Se despidió de su madre, prometiéndole que volvería por
la mañana, como hacía siempre. Estaba saliendo por la puerta de la habitación
cuando se topó con la enfermera del turno de noche. La conocía. Era una joven
muy guapa, amable y muy simpática. Se pararon un rato a hablar. Incluso ella le
insinuó que podían ir a cenar juntos algún día. Aquello lo desestabilizó por
completo, nunca había tenido una cita. A pesar de que pronto cumpliría los 30
todavía no había estado con una mujer. Su vida, hasta entonces, la había
dedicado única y exclusivamente a hacer lo que más le gustaba y llenaba, matar
gente. Sabía que era bastante atractivo. Había visto a más de una chica girarse
al pasar junto a él, para mirarlo. Trabajaba de informático en una empresa de
seguridad y lo hacía desde su casa. Tenía un horario flexible que le permitía
compaginar las dos vidas que llevaba. La de un trabajador modélico y eficiente
y la de un asesino serial, frío y calculador.
Se excusó diciéndole que esa noche no podía, pero le
prometió que al día siguiente irían a cenar.

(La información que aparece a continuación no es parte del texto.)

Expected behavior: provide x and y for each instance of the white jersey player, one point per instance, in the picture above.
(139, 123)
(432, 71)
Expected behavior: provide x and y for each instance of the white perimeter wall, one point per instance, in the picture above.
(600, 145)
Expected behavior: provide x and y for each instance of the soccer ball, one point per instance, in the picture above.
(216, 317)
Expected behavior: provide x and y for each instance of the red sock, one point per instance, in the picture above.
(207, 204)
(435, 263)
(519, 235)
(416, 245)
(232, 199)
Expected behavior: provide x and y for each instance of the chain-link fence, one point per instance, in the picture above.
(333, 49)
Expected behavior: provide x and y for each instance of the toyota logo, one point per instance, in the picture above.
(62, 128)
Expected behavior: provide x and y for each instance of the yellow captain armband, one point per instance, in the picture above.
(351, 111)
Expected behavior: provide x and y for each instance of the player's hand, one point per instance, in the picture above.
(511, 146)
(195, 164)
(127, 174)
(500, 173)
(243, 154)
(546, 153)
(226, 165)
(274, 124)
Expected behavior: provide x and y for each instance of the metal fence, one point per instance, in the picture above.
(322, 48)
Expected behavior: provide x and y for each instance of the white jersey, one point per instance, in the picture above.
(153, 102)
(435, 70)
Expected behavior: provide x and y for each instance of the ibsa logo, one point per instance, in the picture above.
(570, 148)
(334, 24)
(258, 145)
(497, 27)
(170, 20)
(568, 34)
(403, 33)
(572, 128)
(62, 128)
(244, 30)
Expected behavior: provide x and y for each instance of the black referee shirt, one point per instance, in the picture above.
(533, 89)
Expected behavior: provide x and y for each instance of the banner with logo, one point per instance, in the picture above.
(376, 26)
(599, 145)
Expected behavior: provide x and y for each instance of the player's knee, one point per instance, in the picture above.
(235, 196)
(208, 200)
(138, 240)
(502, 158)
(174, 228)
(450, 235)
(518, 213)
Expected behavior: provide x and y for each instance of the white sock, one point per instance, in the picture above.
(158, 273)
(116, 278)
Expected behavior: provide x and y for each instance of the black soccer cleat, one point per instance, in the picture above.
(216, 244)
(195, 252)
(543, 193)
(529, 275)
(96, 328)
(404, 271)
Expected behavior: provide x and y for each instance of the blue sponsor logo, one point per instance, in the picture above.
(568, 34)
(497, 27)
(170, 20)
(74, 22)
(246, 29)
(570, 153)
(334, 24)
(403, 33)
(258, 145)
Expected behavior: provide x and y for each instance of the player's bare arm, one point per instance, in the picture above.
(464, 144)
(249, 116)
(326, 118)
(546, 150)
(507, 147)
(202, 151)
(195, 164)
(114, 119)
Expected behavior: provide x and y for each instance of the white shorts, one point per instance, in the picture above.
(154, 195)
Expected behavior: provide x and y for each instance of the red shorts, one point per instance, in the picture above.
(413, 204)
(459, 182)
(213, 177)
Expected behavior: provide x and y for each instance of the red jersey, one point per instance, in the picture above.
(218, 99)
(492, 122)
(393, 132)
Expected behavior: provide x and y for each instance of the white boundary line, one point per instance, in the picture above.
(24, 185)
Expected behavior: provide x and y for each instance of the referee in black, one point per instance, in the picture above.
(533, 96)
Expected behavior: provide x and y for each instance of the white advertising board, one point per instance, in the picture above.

Cumplió su palabra. Se presentó a la cita ojeroso. La
matanza del joven le había llevaba más tiempo del que había calculado. Estaba
muy cansado, pero a la ver eufórico por su primera cita. Cenaron, fueron a
bailar y acabaron en casa de la muchacha. Sentados en el sofá, mientras se
besaban, ella le susurró al oído “adónde tu piel me lleve ahí pienso anidar una
noche o una eternidad”. La palabra “piel” hizo que un resorte saltara en su
cabeza. Mil pensamientos se agolparon, cada cual más terrible, intentando salir
al exterior y ponerlos en práctica. Una lucha interna se estaba librando dentro
de él. Una voz le decía que ella sabía su secreto, conocía lo que hacía y que
aquello era una encerrona, que seguramente ya había alertado a la policía. Otra
voz le decía que aquello era una tontería que la mujer era sincera y que
simplemente le estaba haciendo un halago. Quiso creer a la segunda voz,
necesitaba creerla o se volvería loco.
Pero el siguiente comentario que hizo la joven desencadenó una furia de
mil demonios en su interior: “tu piel es tan suave…”
Se abalanzó sobre ella, presionándole el cuello con sus
manos hasta que la mujer dejó de respirar.
Luego la llevó hasta el sótano de su casa, donde
realizaba sus prácticas macabras.
Hizo lo mismo que con sus anteriores víctimas. Pero la
piel de la joven no la vendió. No podría hacerlo. Tenía otros planes para ella.
Después de curtirla y prepararla, la
llevó a hacer unos zapatos a medida. Anidaría en ellos, una noche o una
eternidad. Calzaría su recuerdo en busca de nuevas pieles.